I am using Pennylane Quantum Chemistry to run a VQE-type algorithm. However, I noticed that only a few shorter bond-length configurations are available. For example, for LiH, the maximum bond-length configuration available is 2.1 Å. Is there a way to construct a Hamiltonian for a longer bond length?
Thank you for your help! I went through the tutorial, but the difficult part is determining the coordinates. For example, how can I find the coordinates for LiH at a bond length of 3 Å?
For bond lengths that are not in the PennyLane datasets you can look them up in experimental molecule databases. I got this same question a couple of years ago and I saved the answer so I’m sharing it below. Please note that some things may have changed either in the databases or in PennyLane, so if any of the steps below don’t work or don’t make sense anymore please let me know and I can review the changes in more detail. I hope this can at least get you started, and hopefully you can help me confirm whether the steps below still work! I look forward to hearing from you on how this goes.
Note that this experimental geometry is not necessarily the optimal geometry that you will need to use for qchem.molecular_hamiltonian. This is because the optimal geometry depends on the specific basis set that you choose and the specific method that you choose.
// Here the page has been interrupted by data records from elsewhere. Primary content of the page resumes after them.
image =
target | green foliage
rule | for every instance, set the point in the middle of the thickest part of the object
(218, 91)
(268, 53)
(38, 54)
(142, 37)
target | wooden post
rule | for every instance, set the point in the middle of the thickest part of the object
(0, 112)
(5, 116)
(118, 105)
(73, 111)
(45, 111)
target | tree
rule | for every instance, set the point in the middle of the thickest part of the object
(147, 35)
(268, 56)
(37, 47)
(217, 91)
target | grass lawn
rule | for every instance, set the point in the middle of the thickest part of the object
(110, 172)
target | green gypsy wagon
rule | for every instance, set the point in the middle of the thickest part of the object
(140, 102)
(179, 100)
The basis set is the set of orbitals that will be combined together. The specific combination of orbitals for a given basis set is what we will try to optimize to find the ground state energy. The qchem.molecular_hamiltonian function in PennyLane has a ‘basis’ keyword argument which has ‘sto-3g’ as the default value. You can keep this value for now.
The ‘method’ keyword argument specifies how we want to calculate the molecular hamiltonian. The default is ‘dhf’ which means Differentiable Hartree Fock. This is a PennyLane-native method that is differentiable. The other option is using the ‘pyscf’ method, which uses an OpenFermion backend but which is not differentiable. You can keep ‘dhf’ for now.
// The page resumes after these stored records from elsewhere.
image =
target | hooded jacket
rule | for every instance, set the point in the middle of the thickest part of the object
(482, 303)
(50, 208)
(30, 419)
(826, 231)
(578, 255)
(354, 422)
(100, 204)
Now, how do you find the optimal geometry that you will need to use for qchem.molecular_hamiltonian? You can look for the calculated geometries in the Computational Chemistry Comparison and Benchmark DataBase. Write H2 as your chemical formula, look for the method you’re using in the rows, and then look for the column corresponding to the basis set you’re using. The CISD method will show results similar to ‘dhf’, so we will look at this row. On this row you can look for the ‘sto-3g’ basis set (1st column), which is the one we’re using. You will notice that the calculated geometry for the CISD method and the sto-3g basis set is 0.735 Angstrom.
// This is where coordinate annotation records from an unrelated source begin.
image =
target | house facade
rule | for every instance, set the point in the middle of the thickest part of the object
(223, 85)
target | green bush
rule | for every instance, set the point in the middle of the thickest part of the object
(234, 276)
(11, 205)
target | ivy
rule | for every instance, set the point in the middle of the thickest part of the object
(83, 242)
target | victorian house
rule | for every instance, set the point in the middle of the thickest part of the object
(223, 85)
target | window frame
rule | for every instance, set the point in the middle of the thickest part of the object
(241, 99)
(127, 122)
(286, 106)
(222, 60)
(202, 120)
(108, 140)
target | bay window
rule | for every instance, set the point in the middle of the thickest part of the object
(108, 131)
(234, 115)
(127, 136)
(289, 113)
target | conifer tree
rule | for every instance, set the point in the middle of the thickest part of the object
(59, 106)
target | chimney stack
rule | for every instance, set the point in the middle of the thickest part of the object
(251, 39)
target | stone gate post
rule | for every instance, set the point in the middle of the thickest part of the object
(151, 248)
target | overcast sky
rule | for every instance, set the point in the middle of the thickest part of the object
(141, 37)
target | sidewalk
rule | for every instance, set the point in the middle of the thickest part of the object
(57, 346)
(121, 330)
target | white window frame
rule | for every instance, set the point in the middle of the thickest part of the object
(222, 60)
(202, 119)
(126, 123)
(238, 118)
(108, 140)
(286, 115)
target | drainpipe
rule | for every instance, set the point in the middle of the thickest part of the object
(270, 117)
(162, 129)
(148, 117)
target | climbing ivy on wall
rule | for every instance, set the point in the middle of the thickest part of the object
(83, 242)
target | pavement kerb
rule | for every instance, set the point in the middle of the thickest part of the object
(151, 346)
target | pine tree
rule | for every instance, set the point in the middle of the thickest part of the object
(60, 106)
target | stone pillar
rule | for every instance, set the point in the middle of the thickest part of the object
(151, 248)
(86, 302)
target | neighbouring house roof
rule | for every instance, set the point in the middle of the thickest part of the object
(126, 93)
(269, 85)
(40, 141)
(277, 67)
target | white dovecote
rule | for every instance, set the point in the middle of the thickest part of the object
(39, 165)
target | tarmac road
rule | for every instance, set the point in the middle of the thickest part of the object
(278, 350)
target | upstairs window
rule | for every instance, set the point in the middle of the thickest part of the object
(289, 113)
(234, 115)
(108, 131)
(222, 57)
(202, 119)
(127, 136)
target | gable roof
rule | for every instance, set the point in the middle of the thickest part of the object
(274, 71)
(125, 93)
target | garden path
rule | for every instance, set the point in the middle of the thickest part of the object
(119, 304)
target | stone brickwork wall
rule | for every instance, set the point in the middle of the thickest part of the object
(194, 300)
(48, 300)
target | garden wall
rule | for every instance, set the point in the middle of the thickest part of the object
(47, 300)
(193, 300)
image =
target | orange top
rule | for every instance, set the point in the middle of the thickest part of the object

The last step we need to do is converting this bondlength in Angstrom to atomic units, which are the units that qchem.molecular_hamiltonian takes. The conversion is: 1 Angstrom = 1.8897259885789 a.u. Since the H2 molecule is comprised of only two nuclei, we can decide that one of these nuclei will lie in the origin (coordinates [0.0, 0.0, 0.0]), and the other one will lie on coordinates [0.0, 0.0, 0.735*1.8897259885789].
Finally we define the geometry as a numpy array of the two points in space. geometry = np.array([[0.0, 0.0, 0.0], [0.0, 0.0, 0.735*1.8897259885789]])
Now that we know how to find the optimal geometry, we can use qchem.molecular_hamiltonian to calculate the Hamiltonian and the eigenvalues for such Hamiltonian. The details of how the eigenvalues are classically calculated can be found in the SciPy documentation.